Nonetheless, like this newspaper, Avinash Persaud, Ms Mottley’s adviser, and a key architect of the Bridgetown Initiative, believes that its essential elements gained good traction in Paris.
“It’s a roadmap for genuine change,” he told the Reuters news agency of the conference, which was hosted by the French president, Emanuel Macron. Mr Macron invited Ms Mottley to co-host the conference and made her initiative the centrepiece of the discussions.
“What’s emerged here is a real ... understanding of the scale and pace of what is required,” Mr Persaud said.
This newspaper agrees. However, we are sufficiently aware of the history of the many promising initiatives on behalf of developing countries that have been paid lip service, but allowed to flounder and eventually collapse.
Therefore, developing countries, including those in the Caribbean, which face existential threats from climate change, must not allow it to happen in this case. For even if all the initiatives given the nod in Paris were to come to fruition, the financing would still be short of the US$2.7 trillion a year in climate resilience investment developing and emerging economies need over the next decade.
And there is likely to be little room for carve-outs or special benefits based on presumed exceptionalism. In that regard, notwithstanding the relative macroeconomic stability it achieved over the last dozen years, and its success in reducing its debt as a proportion of gross domestic product, Jamaica will still pay proportionately far higher interest rates on its borrowings than developed economies.
THE CARIBBEAN SHOULD BE IN LEADERSHIP
As Mr Gutteres noted at the Paris conference, in the face of the recent series of global crises that reduced liquidity, “wealthy countries could print money to revive their economies, [but] developing countries could not do likewise and are grappling with exorbitant borrowing costs – up to eight times higher than those of developed countries”.
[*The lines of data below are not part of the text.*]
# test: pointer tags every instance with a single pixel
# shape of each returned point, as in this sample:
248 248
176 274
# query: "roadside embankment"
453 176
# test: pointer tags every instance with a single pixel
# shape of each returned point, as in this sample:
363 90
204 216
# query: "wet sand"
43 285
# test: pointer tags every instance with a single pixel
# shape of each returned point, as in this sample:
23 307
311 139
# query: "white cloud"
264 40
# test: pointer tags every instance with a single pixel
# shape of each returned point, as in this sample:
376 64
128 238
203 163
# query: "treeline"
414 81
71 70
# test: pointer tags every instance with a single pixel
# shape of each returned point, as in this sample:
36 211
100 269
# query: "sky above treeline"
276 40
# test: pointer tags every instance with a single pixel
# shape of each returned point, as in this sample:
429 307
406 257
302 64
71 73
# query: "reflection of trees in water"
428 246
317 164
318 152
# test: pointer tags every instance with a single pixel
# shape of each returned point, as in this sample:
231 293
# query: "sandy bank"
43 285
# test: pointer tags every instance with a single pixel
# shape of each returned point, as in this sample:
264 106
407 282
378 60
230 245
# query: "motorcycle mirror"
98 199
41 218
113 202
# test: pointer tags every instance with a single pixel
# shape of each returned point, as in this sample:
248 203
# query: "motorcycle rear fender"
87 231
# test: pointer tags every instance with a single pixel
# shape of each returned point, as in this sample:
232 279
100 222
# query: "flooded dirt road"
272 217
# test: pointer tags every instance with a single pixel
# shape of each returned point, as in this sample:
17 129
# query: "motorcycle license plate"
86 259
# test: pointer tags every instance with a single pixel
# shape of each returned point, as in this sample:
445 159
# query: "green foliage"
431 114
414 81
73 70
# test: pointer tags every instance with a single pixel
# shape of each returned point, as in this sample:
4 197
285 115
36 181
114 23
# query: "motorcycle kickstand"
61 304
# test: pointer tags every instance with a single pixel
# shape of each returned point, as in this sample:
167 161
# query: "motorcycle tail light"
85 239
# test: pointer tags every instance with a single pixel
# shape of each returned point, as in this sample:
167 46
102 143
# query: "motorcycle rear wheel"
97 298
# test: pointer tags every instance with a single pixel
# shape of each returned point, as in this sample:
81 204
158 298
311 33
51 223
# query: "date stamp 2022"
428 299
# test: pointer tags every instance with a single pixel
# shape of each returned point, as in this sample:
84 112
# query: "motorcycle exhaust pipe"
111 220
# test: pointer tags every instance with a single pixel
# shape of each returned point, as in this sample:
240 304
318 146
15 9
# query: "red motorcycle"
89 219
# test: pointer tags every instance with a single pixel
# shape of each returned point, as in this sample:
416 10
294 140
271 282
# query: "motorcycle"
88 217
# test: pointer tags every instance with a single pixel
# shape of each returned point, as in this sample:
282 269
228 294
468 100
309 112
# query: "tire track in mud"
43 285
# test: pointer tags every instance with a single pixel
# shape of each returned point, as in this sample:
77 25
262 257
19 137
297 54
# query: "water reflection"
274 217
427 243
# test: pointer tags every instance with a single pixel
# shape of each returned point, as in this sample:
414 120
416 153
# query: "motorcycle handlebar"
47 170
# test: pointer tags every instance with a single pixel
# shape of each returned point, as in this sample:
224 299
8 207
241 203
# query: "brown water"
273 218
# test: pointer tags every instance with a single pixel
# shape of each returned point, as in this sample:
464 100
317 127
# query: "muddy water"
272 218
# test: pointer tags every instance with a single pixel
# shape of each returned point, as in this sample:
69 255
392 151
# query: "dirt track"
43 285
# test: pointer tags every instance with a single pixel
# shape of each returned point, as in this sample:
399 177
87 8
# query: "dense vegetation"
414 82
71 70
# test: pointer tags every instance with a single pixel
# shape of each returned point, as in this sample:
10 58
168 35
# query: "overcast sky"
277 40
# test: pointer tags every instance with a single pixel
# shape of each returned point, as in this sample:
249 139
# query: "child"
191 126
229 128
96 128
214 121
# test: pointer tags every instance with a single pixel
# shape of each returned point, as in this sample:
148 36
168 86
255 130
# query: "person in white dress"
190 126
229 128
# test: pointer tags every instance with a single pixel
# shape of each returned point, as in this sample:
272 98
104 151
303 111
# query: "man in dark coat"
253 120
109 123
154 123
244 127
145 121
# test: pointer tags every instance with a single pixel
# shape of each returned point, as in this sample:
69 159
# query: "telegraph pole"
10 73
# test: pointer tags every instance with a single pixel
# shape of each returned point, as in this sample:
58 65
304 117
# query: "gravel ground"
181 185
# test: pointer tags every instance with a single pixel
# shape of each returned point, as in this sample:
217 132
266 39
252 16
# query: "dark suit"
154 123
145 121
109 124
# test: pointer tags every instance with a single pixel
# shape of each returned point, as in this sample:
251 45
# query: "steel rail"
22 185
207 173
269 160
The UN secretary general also underlined other glaring disparities in the global financial architecture and how these impact negatively on developing countries, few of which were independent states when the current order was being crafted at Bretton Woods.
Two years ago, in response to the COVID-19-induced meltdown and resulting liquidity problem, the International Monetary Fund allocated over $650 billion in SDRs to members, based on their quotas. “European Union countries…received $160 billion,” Mr Guterres recalled. “African countries: $34 billion.”
It was all within the rules, notwithstanding Africa’s population is twice that of Europe. As Ms Mottley said in Paris, “global problems like the climate crisis show us that we simply cannot address modern issues with institutions which were created for a very different world nearly 80 years ago”.
These institutions demand transformation, not reform. Even as they continue efforts to strengthen their economies in the existing paradigm, the Caribbean, including Jamaica, should be in the leadership of this campaign for transformation.